Structural and spectroscopic studies of nanocrystalline Ni1−xMgxFe2O4 ferrites synthesized by a microwave-assisted combustion route

Abstract

In this work, the synthesis of Ni1−xMgxFe2O4 (0 ≤ x ≤ 1.0) nanoparticles by a facile microwave-assisted combustion method is reported with detailed study of the structural and optical properties. By employing techniques of x-ray diffraction (XRD) with Rietveld refinement, transmission electron microscope (TEM, HRTEM, TEM-EDX), Fourier transform infrared spectroscopy (FTIR) and UV-Visible spectroscopy, the synthesized nanoparticles are characterized and introduced for further study of size-confined properties.
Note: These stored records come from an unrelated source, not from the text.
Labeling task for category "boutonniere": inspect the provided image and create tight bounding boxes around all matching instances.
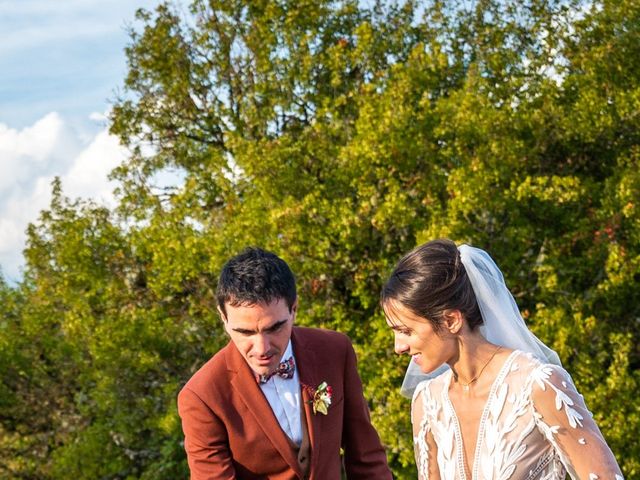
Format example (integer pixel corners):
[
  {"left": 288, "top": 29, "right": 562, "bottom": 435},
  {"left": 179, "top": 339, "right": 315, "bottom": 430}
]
[{"left": 304, "top": 381, "right": 333, "bottom": 415}]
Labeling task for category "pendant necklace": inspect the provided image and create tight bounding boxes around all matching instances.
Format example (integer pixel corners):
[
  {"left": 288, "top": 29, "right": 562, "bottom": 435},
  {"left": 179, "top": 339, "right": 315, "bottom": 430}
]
[{"left": 454, "top": 345, "right": 502, "bottom": 392}]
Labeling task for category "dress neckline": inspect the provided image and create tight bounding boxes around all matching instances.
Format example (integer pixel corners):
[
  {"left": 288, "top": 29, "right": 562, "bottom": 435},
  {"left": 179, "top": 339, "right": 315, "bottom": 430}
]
[{"left": 442, "top": 349, "right": 520, "bottom": 480}]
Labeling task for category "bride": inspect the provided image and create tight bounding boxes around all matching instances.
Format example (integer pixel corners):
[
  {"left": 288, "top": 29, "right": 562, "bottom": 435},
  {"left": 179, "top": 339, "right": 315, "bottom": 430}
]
[{"left": 381, "top": 239, "right": 624, "bottom": 480}]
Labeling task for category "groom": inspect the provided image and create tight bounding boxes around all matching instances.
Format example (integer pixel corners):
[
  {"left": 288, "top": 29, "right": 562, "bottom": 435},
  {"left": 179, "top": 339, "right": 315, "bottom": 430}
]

Nanocrystals of a pure cubic spinel structured phase with average particle size of 20–40 nm were successfully synthesized in the whole range of x. In consistence with Vegard’s law for a solid solution lattice, the lattice constant increases linearly with the substitution for Ni2+ with the relatively larger Mg2+ cations. The Rietveld analysis of the observed XRD patterns reveals an inversed spinel structure in NiFe2O4 nanoparticles with a decreased inversion factor by Mg-substitution. The results of UV-Visible absorbance indicate a wide energy gap of about 3.6 eV for NiFe2O4 nanoparticles thatmonotonically tuned towards a narrow band gap by Mg-doping.